I have some values below which show weekly results over a period of time. On week 19, there was a new process implemented which was supposed to lower the results further.
However, it is clear that there was already a week/week reduction in the results before Week 19. What is the best way to quantify the impact of the 'New Process' versus the rate of improvement before Week 19? I do not want to 'double-count' the effect of the New Process.
Week # Result Status
Week 1 849.27 NA
Week 2 807.59 NA
Week 3 803.59 NA
Week 4 849.7 NA
Week 5 852.19 NA
Week 6 845.06 NA
Week 7 833.77 NA
Week 8 788.46 NA
Week 9 800.32 NA
Week 10 814.66 NA
Week 11 829.21 NA
Week 12 799.49 NA
Week 13 812.24 NA
Week 14 772.62 NA
Week 15 782.13 NA
Week 16 779.66 NA
Week 17 752.86 NA
Week 18 758.39 NA
Week 19 738.47 New Process
Week 20 721.11 New Process
Week 21 642.04 New Process
Week 22 718.72 New Process
Week 23 743.47 New Process
Week 24 709.57 New Process
Week 25 704.48 New Process
Week 26 673.51 New Process
Trying out the example, it looks like the improvement is around 6%, but with a wide confidence interval. A break in trend doesn't look significant.

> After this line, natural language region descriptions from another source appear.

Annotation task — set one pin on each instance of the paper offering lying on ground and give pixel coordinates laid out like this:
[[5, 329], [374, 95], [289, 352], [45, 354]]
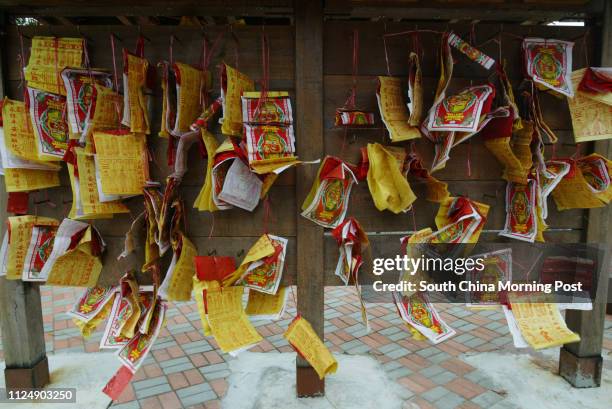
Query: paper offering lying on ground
[[419, 313]]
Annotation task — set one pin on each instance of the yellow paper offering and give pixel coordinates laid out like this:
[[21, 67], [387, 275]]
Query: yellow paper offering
[[91, 206], [513, 168], [266, 306], [24, 180], [460, 220], [233, 85], [587, 185], [306, 342], [50, 55], [74, 265], [87, 327], [122, 161], [106, 113], [541, 324], [263, 247], [188, 92], [204, 201], [18, 132], [20, 229], [388, 186], [198, 293], [591, 118], [393, 110], [228, 322], [135, 114], [178, 282]]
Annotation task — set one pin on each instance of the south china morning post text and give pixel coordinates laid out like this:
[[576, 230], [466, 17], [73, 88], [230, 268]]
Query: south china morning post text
[[459, 266]]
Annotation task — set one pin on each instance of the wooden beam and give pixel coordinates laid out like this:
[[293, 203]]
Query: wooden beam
[[125, 20], [64, 21], [21, 320], [309, 140], [424, 10], [581, 363], [134, 8]]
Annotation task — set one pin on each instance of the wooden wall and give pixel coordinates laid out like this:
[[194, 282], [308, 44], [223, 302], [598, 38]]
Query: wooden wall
[[235, 230]]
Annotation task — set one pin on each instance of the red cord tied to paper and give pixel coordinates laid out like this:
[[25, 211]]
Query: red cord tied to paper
[[349, 115]]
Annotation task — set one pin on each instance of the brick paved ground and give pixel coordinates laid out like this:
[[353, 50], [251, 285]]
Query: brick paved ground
[[186, 370]]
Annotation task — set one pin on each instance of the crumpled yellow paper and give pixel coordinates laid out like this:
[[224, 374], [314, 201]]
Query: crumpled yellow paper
[[308, 344], [20, 228], [228, 322], [263, 247], [389, 188]]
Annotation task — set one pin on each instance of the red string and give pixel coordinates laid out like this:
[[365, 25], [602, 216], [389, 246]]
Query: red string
[[265, 67], [56, 49], [87, 61], [469, 159], [212, 224], [237, 44], [209, 52], [343, 142], [267, 210], [140, 46], [21, 59], [386, 56], [577, 154], [115, 79], [350, 102]]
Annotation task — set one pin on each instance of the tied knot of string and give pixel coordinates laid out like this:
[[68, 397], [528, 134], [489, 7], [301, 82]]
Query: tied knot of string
[[351, 100], [265, 79]]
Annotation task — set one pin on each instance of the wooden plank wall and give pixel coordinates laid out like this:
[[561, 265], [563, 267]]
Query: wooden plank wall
[[235, 230], [484, 184]]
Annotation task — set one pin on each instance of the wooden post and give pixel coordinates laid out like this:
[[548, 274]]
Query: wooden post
[[581, 363], [21, 321], [309, 140]]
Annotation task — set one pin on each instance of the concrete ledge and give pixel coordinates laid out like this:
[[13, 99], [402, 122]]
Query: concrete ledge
[[580, 372], [35, 377]]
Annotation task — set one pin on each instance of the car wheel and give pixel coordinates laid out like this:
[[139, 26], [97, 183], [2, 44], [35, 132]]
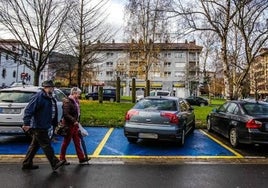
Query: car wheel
[[202, 104], [181, 142], [209, 126], [193, 127], [50, 132], [233, 137], [132, 140]]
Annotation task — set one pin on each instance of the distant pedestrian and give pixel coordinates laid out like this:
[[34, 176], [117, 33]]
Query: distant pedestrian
[[71, 116], [40, 114]]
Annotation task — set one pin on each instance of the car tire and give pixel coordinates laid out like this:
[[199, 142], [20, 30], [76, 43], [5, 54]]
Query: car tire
[[233, 137], [132, 140], [182, 140], [209, 126], [193, 127], [202, 104]]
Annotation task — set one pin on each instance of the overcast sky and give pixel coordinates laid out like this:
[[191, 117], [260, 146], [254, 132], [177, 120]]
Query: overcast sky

The first models below are estimated with OLS with a shift in the constant. In the first case also a shift in trend.
I use Poisson in the last model, since the values of the dependent variable are positive and it estimates an exponential model. The standard errors are correct if we use robust covariance matrix. (We are using Poisson just to estimate an exponential model, we don't assume that the underlying distribution is Poisson).
Notes: It's a pure numpy version, I didn't bother using pandas or patsy formulas. Poisson has optimization problems if some of the explanatory variables are too large.